Can early food attitudes stem from personality? Most toddlers go through bouts of picky eating. However, is it possible that infants who are a little more inhibited could also reject new food experiences? So are their reactions to new foods based upon their temperament?
A person’s temperament, one part of their personality, tends to fall somewhere on the exuberant-inhibited spectrum. Those on the exuberant end tend to approach new things and situations head on, while people who are more inhibited tend to be more reserved.

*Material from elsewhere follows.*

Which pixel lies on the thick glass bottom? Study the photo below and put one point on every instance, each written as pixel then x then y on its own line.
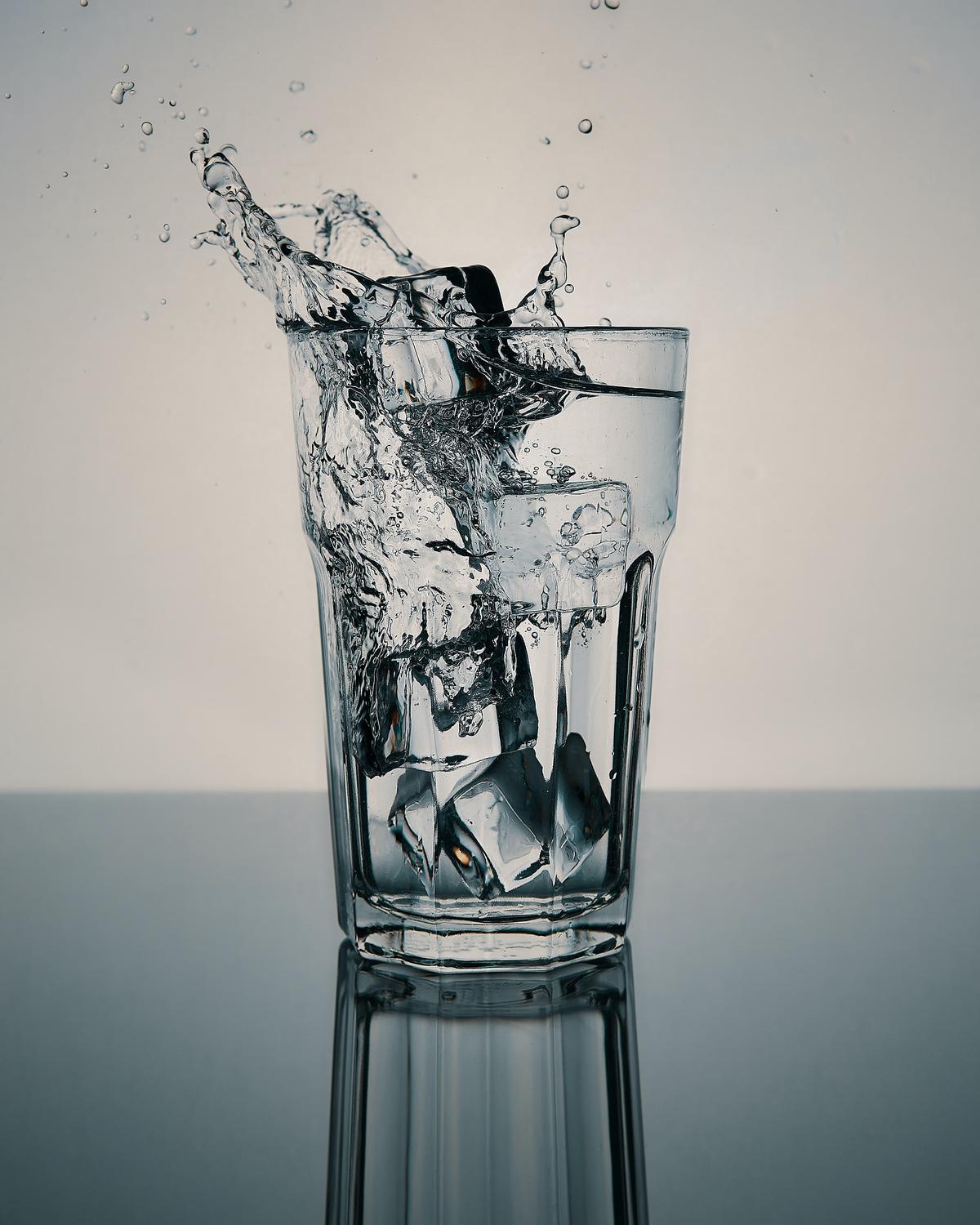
pixel 461 945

In a study, published in the journal ‘Child Development’, researchers at the University of Colorado, Denver, wanted to see how infants responded to new foods and new toys throughout their first 18 months. They recruited 136 pairs of mothers and infants, who visited the lab when the babies were six and 12 months old. During the visits, each infant tried a new food and played with new toys, with the researchers noting whether the child had negative, neutral or positive reactions. They found that infants who were wary of new toys also tended to be less accepting of new foods.
When the toddlers were 18 months old, the pairs returned to the lab to participate in a final task. The toddlers were given the chance to explore a room with unfamiliar objects, such as a tunnel, animal mask and black box, with researchers once again noting the toddlers’ reactions. The researchers found that at 12 months of age, the babies who had reacted positively to the new toys also tended to react similarly to the new foods. Those who reacted negatively to the new toys were also hesitant to try the new foods. Additionally, the researchers found that the way babies approach new foods at 12 months was also a good predictor of how they would continue to approach other new objects throughout their toddler years.
Cynthia Stifter, a Penn State professor of human development and principal investigator of the larger study on which this one is based, said a person’s temperament affects almost every aspect of their life. “Temperament is kind of like a pair of glasses that each person wears. It’s the unique way one sees the world,” Stifter said. “Everything one responds to is through the lens of who they are, meaning the biology-based individual differences that they’re born with.”
Agreed Kameron Moding, author of the study and a postdoctoral fellow at University of Colorado, Denver, “From the time they’re very young, some infants are more ‘approaching’ and react positively to new things, whereas other infants are more ‘withdrawing’ and react negatively to the same stimuli.” The results of the study suggest that infant and toddler responses to new foods are based on their temperament. Said Moding, “Infants who show hesitation in response to new toys will likely show hesitation when trying new foods for the first time as well.” But the researchers also assure that although temperament is something a person is born with, it doesn’t mean a person can’t change their behaviours. Much like how someone who is shy can learn to open up to new people, picky infants and toddlers can learn to accept new foods. The best way is to keep trying. Other studies have shown that infants and children can learn to accept new foods if the parents continue to offer them. It can take as many as eight to ten tries, but they can learn to accept and eat even the foods they turned up their little noses at, initially.